The sun had set thoroughly before we got through Bakersfield; Josie dozed off as I drove steadily through the Mojave Desert through Tehachapi, Barstow, then Baker. The drive was surprisingly uneventful; I hardly even remember talking much on the way there aside from debating whether Chrome Smoothies or Supremes would be more appropriate on the van, whether or not 1963 was too late for Lake Pipes, and whether I could still pull them off in more of a 70’s street-machine sort of way.



I pulled on the strip in Vegas at about four in the morning, but with Vegas being, well, Vegas the street was alive with tourists in t-shirts. We pulled in to the Flamingo at about four in the morning, a place decidedly hard on the eyes after an all-night drive.


As we walked through the lobby we passed endless aisles of middle-aged women staring blankly at slot machines and video poker, slowly watching their money leave them with one hand poking at buttons with the other gripping a cigarette with a mile-long ash. We made it to the counter, and checked in to an over-priced room for the night. The coked up kid at the counter wouldn't cut us a deal based on our late arrival, and we ended up staying in the room for a few hours. I didn't really sleep, but rather passed out from exhaustion for an hour or so. We took this picture from the window of the hotel room:



We got dressed, grabbed our things, and we were off for Day 2:



I felt just as bad as I looked.
We stumbled out of the room at about nine in the morning and wandered slowly through the Flamingo back to the truck. In a daze from the Nevada sun, exaggerated by our overall exhaustion and lack of food we took a minute to observe some of the Flamingo’s wildlife; a handful of dying koi fish swimming listlessly through a green pool marred with spit and cigarette filters.

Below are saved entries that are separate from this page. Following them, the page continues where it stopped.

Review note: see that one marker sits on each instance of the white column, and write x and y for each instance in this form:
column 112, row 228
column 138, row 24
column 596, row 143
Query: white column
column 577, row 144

I called Walt from the truck, and he gave us directions- we still had an hour or so before we were in his town, so we were back on the highway again, nearly blinded by the bright desert sun.



We saw a foreboding sign along the way that said we were just outside of the “Valley of Fire”, which didn't lie. I guess it got that name from some Indian tribe, and I could see why- this was the closest place to hell I had ever seen. We pulled off at Walt's exit, and headed in about twenty minutes off the highway into this small town. I don't remember the name of the town, or if it actually had one; the place was more of a collection of people living on the edge of the desert, still dry-humping on to the American dream, but just barely. The dry wind of the Nevada desert seemed to have blown most of the life out of there. It was the kind of place that doesn't get a lot of visitors, a fact that quickly became apparent to us- our white California plates must have been shining bright on the truck because every porch-sitting denizen of this place couldn't take their eyes off them. Some people even got up and stood in the street behind us as we walked by, which was one of the eeriest things I had ever seen. It didn’t occur to us at the time how vulnerable we were out there, no one, including ourselves, really, knew where we were, we had a handful of cash, one cell-phone between Josie and I, and no idea about the caliber of the people we were about to meet. After driving up and down the only paved road in town a few times, we finally found our meeting place- a trailer park with no visible address on the edge of oblivion.